La filosofía al poder
Se ha dicho con razón que, aunque la filosofía nació en medio de la discusión pública, se fue recluyendo en los claustros académicos, distanciándose del hombre común
Corría 1998 cuando en las mañanas de domingo en París, en Le Café des Phares, pequeño bistró de la Bastille, se reunía un animado grupo. Un joven se encaramaba a un taburete y hablaba, y un profesor organizaba la discusión y respondía a las preguntas de dos centenares de asistentes que se ocupaban durante un par de horas de filosofar sobre la nada, el cosmos, el infinito y la libertad. Ya había en aquel entonces más de cincuenta cafés filosóficos en toda Francia que, exportados a otros países, demostraron que la gente volvía a enfrentarse con las cuestiones elementales que habían desaparecido de su universo mental, pero que comenzaban a regresar con las preguntas de siempre: ¿cómo ser feliz? ¿Por qué vivir? También llegó aquí, pero en menor grado esa suerte de interés por una filosofía, digamos práctica, lejos de las grandes disquisiciones teóricas de Hegel, Husserl o Heidegger.
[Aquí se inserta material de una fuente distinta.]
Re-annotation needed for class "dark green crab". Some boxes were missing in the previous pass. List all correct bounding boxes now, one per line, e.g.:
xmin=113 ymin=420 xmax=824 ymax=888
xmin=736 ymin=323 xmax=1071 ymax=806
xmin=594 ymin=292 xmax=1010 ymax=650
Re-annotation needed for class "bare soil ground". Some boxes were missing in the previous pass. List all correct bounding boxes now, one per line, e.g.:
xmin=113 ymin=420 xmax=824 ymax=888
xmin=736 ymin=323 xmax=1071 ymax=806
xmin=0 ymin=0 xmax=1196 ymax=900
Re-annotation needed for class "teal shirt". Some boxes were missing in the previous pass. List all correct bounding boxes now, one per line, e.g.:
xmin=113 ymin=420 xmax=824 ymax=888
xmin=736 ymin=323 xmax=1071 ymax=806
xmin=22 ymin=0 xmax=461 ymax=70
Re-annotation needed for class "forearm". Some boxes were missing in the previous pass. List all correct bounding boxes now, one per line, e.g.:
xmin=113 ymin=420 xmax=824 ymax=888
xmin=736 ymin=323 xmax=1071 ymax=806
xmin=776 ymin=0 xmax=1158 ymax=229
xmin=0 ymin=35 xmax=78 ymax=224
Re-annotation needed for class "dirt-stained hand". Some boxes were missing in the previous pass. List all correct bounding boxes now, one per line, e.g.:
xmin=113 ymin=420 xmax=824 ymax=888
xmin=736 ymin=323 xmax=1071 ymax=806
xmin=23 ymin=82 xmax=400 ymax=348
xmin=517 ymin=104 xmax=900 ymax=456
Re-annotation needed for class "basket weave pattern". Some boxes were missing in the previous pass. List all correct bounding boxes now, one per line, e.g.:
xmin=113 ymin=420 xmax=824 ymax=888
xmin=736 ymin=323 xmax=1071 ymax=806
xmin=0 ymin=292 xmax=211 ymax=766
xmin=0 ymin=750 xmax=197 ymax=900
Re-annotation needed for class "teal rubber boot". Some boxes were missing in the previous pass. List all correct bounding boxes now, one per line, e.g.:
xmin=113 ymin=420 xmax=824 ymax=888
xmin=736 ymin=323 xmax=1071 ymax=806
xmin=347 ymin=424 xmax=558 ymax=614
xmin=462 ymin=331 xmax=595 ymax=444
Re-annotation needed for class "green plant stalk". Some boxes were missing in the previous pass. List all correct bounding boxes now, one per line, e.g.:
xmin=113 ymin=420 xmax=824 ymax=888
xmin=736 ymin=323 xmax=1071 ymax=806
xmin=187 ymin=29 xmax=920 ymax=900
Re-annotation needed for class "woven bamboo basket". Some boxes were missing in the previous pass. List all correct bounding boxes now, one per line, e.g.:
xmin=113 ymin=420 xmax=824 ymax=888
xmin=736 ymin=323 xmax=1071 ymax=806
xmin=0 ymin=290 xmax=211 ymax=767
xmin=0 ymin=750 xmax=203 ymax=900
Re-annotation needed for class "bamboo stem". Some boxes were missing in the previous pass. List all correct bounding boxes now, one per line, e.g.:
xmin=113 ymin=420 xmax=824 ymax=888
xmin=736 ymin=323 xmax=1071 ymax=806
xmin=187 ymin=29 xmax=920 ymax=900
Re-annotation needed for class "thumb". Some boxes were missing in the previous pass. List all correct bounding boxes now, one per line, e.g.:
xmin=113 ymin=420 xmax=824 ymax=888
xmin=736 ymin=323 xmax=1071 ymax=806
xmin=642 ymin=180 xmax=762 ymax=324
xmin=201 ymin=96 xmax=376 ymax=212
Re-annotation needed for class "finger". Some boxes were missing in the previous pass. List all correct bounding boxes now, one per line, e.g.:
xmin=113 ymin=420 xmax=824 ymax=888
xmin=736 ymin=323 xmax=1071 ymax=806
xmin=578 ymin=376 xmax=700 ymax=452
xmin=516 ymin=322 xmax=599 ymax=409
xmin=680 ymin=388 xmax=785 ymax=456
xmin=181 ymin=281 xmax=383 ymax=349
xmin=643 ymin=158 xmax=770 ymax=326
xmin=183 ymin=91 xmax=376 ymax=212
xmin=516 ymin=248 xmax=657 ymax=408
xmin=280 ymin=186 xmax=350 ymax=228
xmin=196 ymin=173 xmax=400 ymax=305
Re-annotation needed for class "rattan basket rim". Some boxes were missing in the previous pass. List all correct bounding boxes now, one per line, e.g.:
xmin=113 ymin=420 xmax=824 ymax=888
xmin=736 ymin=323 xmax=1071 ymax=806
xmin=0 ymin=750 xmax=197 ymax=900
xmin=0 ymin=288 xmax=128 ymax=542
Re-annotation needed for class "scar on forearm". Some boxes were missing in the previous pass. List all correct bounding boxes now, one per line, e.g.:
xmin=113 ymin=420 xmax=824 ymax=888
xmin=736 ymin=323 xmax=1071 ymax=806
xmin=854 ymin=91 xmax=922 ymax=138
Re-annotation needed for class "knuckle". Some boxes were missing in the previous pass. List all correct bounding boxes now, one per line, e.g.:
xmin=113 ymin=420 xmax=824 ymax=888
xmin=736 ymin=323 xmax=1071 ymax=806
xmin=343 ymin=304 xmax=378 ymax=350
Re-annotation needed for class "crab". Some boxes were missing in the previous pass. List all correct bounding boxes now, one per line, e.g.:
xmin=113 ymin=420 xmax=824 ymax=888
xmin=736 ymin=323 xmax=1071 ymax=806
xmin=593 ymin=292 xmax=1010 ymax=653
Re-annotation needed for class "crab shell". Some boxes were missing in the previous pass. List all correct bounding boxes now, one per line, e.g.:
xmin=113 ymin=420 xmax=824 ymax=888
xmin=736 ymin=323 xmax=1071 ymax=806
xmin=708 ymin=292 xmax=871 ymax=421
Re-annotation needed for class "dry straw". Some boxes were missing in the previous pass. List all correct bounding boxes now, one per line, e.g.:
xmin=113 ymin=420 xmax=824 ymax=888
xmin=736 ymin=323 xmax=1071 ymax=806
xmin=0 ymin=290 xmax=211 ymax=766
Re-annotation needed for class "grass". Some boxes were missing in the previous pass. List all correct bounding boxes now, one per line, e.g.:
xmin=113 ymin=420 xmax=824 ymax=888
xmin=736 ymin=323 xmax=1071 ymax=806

Justamente en esa misma época, Juan Pablo II, en su Encíclica Fe y Razón, volvía a exaltar los valores de la filosofía y de la razón frente a todas las vertientes del posmodernismo.
Apenas dos años más tarde, The Economist señalaba a la filosofía como última moda de los negocios en los Estados Unidos. Así las cosas, había más filósofos incorporándose a las empresas para ocupar cargos de dirección, lineamento estratégico o recursos humanos, por su capacidad para pensar de una manera más amplia, ordenada y analítica.
Claro está que tales hechos constituían una muy buena noticia, y al mismo tiempo la esperanza de que esa llamada –propia o impropiamente– moda, se trasladase también a la administración de los gobiernos, disminuyendo de esa manera la excesiva y totalizadora influencia que en las últimas décadas fueron adquiriendo los economistas, con resultados que, por lo que quedó a la vista en gran parte del mundo, no fueron muy exitosos. Lamentablemente no tenemos actualmente registros ciertos de que ese incipiente desarrollo haya continuado, con la falta que le haría hoy al presidente Obama, tenerlo cerca.
El caso es que se ha dicho con razón que, aunque la filosofía nació en medio de la discusión pública, se fue recluyendo en los claustros académicos, distanciándose del hombre común, cuyas preocupaciones le dieron origen. También se señaló que el vertiginoso desarrollo de la ciencia amenazó con convertir en obsoletas las interpretaciones filosóficas tradicionales. Pero finalmente, esa situación fue revirtiéndose debido al debilitamiento de las ideologías políticas y de las instituciones religiosas. Tampoco los progresos científicos han podido responder hasta hoy a las preguntas últimas sobre el sentido de la vida y del universo, cuando lo que se reclama es precisamente una sabiduría para vivir mejor. Frente a ello, son los nuevos filósofos quienes hablan de esas cuestiones tan importantes para la gente, a través de una filosofía práctica basada en una larga tradición de cuestionamiento, reflexión y debate, que concibe a esa disciplina como una forma de trabajo sobre uno mismo y no como acumulación de conocimientos. Y esto lo hemos visto también aquí, en nuestra propia ciudad, donde algunos grupos filosóficos buscan reconciliar las palabras con la realidad, una forma de renacimiento de una facultad esencialmente humana: la de hacernos preguntas motivadas por el deseo de encontrar un sentido a la vida y al mundo. Tal vez por todo esto, en tiempos tan complejos, oscuros y confusos, más allá de los inevitables economistas y publicistas alrededor del poder, sería necesaria la presencia de pensadores y filósofos –no gurúes ni charlatanes oportunistas– muy cerca de los gobernantes, porque, como decía Goethe, siempre la confusión de las personas fue el mal de las ciudades. Y no serán aquéllos sino estos últimos los que puedan aportar alguna luz.